Ia menjelaskan, terdapat sejumlah nilai utama dari masyarakat Baduy yang dapat diadopsi oleh masyarakat luas, di antaranya menjaga hutan, sungai, dan gunung, menjalani hidup sederhana serta selaras dengan alam, serta taat terhadap aturan demi menjaga keseimbangan lingkungan.

Sementara itu, perwakilan adat, Jaro Oom, mengingatkan bahwa kondisi lingkungan saat ini mulai mengalami perubahan yang memerlukan perhatian serius dari semua pihak. Ia menekankan pentingnya kerja sama dalam menjaga kelestarian alam agar tetap terjaga untuk generasi mendatang.

Menanggapi hal tersebut, Pemerintah Provinsi Banten menyatakan telah mengambil langkah konkret melalui perangkat daerah terkait untuk memperkuat upaya pelestarian lingkungan. Upaya tersebut diarahkan pada pengembangan kebijakan berbasis kearifan lokal serta peningkatan sinergi antara pemerintah dan masyarakat adat.

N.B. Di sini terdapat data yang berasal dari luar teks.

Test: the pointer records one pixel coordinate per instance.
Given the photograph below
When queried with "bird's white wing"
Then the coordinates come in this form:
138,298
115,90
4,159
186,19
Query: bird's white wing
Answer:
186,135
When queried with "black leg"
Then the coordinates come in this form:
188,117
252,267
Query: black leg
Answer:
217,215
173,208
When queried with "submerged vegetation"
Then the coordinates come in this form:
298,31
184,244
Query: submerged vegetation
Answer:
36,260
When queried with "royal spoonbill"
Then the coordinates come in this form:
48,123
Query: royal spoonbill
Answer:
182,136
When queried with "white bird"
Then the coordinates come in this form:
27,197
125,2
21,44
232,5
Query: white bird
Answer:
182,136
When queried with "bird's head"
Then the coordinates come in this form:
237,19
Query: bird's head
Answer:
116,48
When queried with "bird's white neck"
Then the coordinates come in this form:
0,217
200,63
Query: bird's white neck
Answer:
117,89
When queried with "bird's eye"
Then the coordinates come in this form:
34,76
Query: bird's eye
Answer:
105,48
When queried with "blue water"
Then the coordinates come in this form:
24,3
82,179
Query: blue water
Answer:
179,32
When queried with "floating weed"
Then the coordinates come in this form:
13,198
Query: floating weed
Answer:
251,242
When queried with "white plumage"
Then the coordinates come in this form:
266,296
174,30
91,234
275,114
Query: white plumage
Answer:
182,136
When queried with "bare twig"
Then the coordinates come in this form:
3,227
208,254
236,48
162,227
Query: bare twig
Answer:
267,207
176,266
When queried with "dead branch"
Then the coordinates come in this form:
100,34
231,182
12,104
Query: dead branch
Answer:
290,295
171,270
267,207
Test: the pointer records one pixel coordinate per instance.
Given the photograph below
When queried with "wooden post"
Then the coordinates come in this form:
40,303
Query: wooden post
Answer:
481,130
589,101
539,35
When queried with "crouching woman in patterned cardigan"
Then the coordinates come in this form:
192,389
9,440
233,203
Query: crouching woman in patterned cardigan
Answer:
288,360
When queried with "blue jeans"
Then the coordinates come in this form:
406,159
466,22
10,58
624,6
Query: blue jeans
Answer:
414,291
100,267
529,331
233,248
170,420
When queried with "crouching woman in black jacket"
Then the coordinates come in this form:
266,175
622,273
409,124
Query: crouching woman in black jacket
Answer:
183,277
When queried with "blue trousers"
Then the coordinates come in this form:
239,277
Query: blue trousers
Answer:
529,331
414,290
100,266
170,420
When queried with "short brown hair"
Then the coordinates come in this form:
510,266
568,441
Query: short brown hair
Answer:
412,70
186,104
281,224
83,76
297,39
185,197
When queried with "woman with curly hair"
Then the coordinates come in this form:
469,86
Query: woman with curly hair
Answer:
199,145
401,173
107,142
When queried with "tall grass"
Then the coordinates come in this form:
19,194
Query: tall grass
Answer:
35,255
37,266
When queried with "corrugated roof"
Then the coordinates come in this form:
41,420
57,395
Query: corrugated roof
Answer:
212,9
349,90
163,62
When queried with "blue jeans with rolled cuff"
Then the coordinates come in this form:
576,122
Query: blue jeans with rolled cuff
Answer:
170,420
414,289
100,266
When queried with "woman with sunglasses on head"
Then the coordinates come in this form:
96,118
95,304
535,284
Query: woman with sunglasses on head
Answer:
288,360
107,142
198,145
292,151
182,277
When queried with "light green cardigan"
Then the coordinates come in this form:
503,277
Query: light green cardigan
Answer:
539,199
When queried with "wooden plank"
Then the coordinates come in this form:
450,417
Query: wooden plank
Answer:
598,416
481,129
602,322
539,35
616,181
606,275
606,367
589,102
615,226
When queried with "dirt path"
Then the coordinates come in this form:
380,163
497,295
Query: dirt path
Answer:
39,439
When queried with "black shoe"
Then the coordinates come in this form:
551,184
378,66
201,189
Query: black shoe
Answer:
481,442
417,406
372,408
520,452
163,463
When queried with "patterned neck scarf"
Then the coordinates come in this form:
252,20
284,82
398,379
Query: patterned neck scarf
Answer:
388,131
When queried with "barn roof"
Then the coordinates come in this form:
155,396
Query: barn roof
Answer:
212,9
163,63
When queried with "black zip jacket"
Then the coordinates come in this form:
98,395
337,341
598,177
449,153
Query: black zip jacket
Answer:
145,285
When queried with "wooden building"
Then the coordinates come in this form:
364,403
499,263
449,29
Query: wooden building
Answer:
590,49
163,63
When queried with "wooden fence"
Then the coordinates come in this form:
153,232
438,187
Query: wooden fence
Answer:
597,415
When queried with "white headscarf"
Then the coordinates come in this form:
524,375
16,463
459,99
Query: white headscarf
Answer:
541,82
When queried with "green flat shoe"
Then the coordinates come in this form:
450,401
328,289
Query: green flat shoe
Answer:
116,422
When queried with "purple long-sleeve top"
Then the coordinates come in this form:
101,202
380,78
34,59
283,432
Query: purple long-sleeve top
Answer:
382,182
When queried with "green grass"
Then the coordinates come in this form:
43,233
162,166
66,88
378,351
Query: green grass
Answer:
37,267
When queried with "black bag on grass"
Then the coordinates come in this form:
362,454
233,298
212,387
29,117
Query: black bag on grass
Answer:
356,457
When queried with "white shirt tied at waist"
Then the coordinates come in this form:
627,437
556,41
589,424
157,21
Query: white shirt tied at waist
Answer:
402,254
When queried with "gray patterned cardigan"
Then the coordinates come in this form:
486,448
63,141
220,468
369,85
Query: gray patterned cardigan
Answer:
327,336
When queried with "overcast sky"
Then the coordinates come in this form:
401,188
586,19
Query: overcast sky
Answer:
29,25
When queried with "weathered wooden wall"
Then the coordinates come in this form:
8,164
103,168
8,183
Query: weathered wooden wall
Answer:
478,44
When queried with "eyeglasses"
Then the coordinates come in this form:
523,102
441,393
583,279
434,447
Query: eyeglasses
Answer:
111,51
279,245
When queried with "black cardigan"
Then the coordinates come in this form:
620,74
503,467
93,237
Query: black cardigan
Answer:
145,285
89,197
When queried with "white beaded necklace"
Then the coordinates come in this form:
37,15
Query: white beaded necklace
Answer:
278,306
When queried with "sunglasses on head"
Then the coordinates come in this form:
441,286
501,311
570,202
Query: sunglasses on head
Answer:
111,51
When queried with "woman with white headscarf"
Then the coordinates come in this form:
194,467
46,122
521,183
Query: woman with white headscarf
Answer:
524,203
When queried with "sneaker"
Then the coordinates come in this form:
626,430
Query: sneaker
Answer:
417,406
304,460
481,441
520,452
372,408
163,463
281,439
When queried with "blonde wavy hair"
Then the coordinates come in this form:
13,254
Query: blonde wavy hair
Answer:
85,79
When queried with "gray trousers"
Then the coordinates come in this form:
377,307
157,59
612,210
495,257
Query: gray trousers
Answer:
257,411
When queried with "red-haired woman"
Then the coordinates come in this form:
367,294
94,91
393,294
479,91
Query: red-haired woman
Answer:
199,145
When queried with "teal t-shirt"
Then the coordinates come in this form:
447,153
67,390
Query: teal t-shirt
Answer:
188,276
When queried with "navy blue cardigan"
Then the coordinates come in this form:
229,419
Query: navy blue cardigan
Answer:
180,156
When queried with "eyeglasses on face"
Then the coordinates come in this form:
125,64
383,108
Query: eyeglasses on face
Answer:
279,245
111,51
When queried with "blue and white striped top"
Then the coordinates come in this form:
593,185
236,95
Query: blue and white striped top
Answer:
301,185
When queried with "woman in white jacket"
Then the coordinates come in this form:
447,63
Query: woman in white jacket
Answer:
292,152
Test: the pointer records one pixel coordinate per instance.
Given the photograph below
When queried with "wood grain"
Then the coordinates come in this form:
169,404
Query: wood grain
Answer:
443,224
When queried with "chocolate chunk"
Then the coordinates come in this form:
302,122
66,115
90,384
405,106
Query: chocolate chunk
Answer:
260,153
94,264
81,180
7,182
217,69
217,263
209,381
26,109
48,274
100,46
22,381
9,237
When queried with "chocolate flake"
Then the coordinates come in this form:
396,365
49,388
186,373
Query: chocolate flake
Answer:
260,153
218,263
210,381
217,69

Ke depan, pemerintah akan memfokuskan pada pelestarian lingkungan berbasis nilai-nilai lokal, memperkuat kolaborasi dengan masyarakat adat, serta mendorong penerapan nilai adat dalam kehidupan sehari-hari masyarakat luas.

Prosesi Seba Baduy tahun ini juga mendapat perhatian internasional dengan kehadiran perwakilan dari berbagai negara, yang turut menyaksikan kekayaan budaya sekaligus kearifan lokal masyarakat Baduy dalam menjaga harmoni antara manusia dan alam.